The system on which this volume has been compiled and edited is the same as that described in the editorial note to the second volume of the Victoria History of Leicestershire. The same group of Leicestershire patrons, under the distinguished chairmanship of Sir Robert Martin, have continued their generous grants for the support of a local editor, and the University of London has watched over the whole enterprise and published the results.

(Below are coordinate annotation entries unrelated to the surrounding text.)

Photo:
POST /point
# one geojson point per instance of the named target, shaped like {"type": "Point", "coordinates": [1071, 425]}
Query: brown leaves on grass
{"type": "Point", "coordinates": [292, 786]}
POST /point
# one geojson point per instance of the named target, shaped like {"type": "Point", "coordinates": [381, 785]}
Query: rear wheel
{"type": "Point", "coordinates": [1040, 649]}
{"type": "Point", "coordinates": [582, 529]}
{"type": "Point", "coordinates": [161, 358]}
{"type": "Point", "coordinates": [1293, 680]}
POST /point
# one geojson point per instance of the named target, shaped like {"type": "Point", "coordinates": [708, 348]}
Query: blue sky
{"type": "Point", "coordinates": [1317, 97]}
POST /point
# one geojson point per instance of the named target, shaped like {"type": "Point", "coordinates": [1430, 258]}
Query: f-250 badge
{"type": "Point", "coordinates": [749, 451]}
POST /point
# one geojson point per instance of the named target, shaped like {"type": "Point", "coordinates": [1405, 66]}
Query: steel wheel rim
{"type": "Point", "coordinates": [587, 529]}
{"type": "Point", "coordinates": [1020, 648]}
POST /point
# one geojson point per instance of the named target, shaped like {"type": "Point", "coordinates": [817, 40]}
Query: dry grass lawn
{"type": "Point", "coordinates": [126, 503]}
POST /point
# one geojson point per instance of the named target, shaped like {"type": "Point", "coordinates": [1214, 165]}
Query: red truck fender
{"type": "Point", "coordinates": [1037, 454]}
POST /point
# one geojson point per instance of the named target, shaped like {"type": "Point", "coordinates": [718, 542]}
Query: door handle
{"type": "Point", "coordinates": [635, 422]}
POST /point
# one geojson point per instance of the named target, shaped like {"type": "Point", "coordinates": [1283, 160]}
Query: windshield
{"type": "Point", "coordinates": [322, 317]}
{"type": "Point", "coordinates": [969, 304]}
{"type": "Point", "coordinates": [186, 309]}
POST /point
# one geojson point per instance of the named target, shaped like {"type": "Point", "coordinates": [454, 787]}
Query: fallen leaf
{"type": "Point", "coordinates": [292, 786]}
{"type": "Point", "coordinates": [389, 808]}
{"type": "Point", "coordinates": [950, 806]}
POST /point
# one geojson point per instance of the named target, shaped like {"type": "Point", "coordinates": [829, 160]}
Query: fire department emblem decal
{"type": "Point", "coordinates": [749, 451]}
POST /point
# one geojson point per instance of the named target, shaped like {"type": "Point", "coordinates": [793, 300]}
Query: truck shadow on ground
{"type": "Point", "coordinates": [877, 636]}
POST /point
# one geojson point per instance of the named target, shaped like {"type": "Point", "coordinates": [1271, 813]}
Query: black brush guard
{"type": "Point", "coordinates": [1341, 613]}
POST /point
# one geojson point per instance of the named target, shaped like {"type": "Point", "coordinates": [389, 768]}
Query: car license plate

This is the first volume in the Victoria History series to be devoted exclusively to the history of a provincial town. Like its two predecessors, the second and third volumes of the Victoria History of Leicestershire, it was planned by Dr. W. G. Hoskins, while still Reader in English Local History at the University College, Leicester, now the University of Leicester. Dr. Hoskins also commissioned many of the articles that form the volume, but, owing to his departure for Oxford, he was unable to edit them. Designed to cover the history of Leicester since the Conquest, this volume falls into three main parts. The first part covers the political, social, economic and administrative history of the town as a whole. For this purpose the history of Leicester has been divided into four periods, and for each period there are two parallel chapters. In addition there are chapters on education and, for the period since 1835, on three of Leicester's industries. There is no separate article, however, on engineering: it was deemed impossible to divide engineering in the city from engineering in the county, and the whole history of engineering in Leicester and in Leicestershire has been treated in a single chapter in Volume III. The second part of the present volume covers the topography of the area which constituted the borough until 1891. In this part it was found inconvenient, and in some respects impracticable, to deal with all the various subjects within the topographical framework familiar to readers of parish histories in this series. There are, therefore, in addition to chapters on the several parishes and liberties, separate chapters on mills, lost churches, Roman Catholic and Protestant nonconformity, the borough charities, and almshouses and hospitals. The third part of the volume covers the topography of the areas added to Leicester at various dates since 1891. It may be specially mentioned that the history of the population and physical growth of the city, which is the work of Mr. C. T. Smith, has been woven into the chapters on social and administrative history since 1660, and not reserved, as in rural Leicestershire, for separate treatment.

For general help in the preparation of the volume, and especially for advice upon architectural descriptions, thanks are due to Professor Jack Simmons. Thanks are also due to Mr. C. D. B. Ellis for his advice, particularly on the history of charities. The services of Dr. L. A. Parker, the Leicestershire County Archivist, and Mr. G. A. Chinnery, the Leicester City Archivist, are recalled with like appreciation. Information provided by Mr. A. Wright, of Leicester City Library, and by Mr. J. Hill, of Leicester, about the history of the City in the nineteenth and twentieth centuries is gratefully acknowledged, as is also the permission given by parochial incumbents, clerks of charities, and others to consult records in their possession.

The articles in this volume were in preparation up to the summer of 1956, and do not take account of changes which have taken place since then, notably the transformation of University College, Leicester, into the University of Leicester.